Dream purchaser:05「……くだらない」

「結構。その前に教えてください。きみは本当に夢泥棒ですか」

「はあ?」

「ほんとうはオールド・ハッグなのでは」

「はうっ……、バカにしてる……ちがう、わたしはっ」


 全身を駆け巡る痛みに耐えながら、オボロをにらみつけるので精一杯だった。


「世界にどれだけ同業者がいるのかご存知でしょうか。いや、答えなくて結構。きみが知っているはずもありませんから」


 オボロはわたしの様子に気を配りながら、勝手に語りだす。


「かつてはどこの国にもたくさんおりました。ですがその数は年々少なくなり、現役で活躍している者は、世界中に散らばるフェルメールの絵の数ほどしか存在していません。これはおどろくべき数字です。どんな生態も存続と増殖、文化を伝える事こそ、アイデンティティーといってもよい。ですが夢泥棒はアイデンティティーを持っていないのです。夢を盗むことしかしらない。そのためなら家族を大事にしない、あなたにもそのおぼえがあるでしょ」


「……くだらない」


「父のやさしさと母の愛、家族のあたたかな温もりも奪われ、相手のくるしみを分かち合わず、ただ夢を奪うだけを強要されてきた。願いはすべて奪われ、かすかな希望さえ微塵に砕かれなければ夢泥棒にはなれませんからね。冷たく暗い独房のような部屋に押し込まれた月日から学んだのは、相手の夢を盗む術だけ。ちがいますか」


 体が一瞬、ふるえた。

 なぜ、この男は知っているのか……。

 なにもない暗闇の部屋で過ごした時間がよみがえってくる。

 望むものはすべて奪われ、壊され、消えていった。挙句の果てに、光すら届かず、匂いや音さえ断たれた場所に放り込まれたのだ。

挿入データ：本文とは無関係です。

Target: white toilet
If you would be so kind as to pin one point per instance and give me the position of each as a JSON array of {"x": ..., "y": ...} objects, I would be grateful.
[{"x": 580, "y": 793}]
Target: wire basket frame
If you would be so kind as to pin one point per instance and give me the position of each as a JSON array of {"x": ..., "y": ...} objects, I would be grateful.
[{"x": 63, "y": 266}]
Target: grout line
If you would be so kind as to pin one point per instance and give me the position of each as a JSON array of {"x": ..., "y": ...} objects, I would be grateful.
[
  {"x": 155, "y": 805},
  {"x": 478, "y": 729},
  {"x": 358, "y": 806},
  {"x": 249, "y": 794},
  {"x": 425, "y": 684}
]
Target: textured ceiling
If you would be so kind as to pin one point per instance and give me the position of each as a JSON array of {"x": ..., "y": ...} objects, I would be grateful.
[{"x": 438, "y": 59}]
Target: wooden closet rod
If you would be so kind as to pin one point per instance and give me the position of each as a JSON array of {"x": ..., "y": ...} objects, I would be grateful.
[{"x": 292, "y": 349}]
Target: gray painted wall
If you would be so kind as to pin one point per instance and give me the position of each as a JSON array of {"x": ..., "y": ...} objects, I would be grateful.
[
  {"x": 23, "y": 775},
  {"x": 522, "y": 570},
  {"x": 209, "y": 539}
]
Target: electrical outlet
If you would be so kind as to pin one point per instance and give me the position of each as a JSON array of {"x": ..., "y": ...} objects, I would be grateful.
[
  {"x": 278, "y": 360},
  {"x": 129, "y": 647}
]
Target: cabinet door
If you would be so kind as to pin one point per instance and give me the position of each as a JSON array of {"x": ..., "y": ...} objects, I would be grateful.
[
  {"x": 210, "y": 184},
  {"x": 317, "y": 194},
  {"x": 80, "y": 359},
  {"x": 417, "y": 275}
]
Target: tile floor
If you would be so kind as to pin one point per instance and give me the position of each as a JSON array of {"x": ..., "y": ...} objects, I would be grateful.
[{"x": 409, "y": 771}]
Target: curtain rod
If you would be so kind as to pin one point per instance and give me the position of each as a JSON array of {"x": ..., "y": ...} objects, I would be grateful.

 闇に果てがないように、自分という感覚が際限なくひろがり、わからなくなる恐怖だけが傍らにあった日々。生きているのか死んでるのかもわからない……。そんな気持ちに同化するまでずっと……。


「どうして?」

「どうして、とは?」


 オボロが聞き返してくる。

 あきらかにわざとなのは見え見えなのに、迂闊にも言い返してしまう。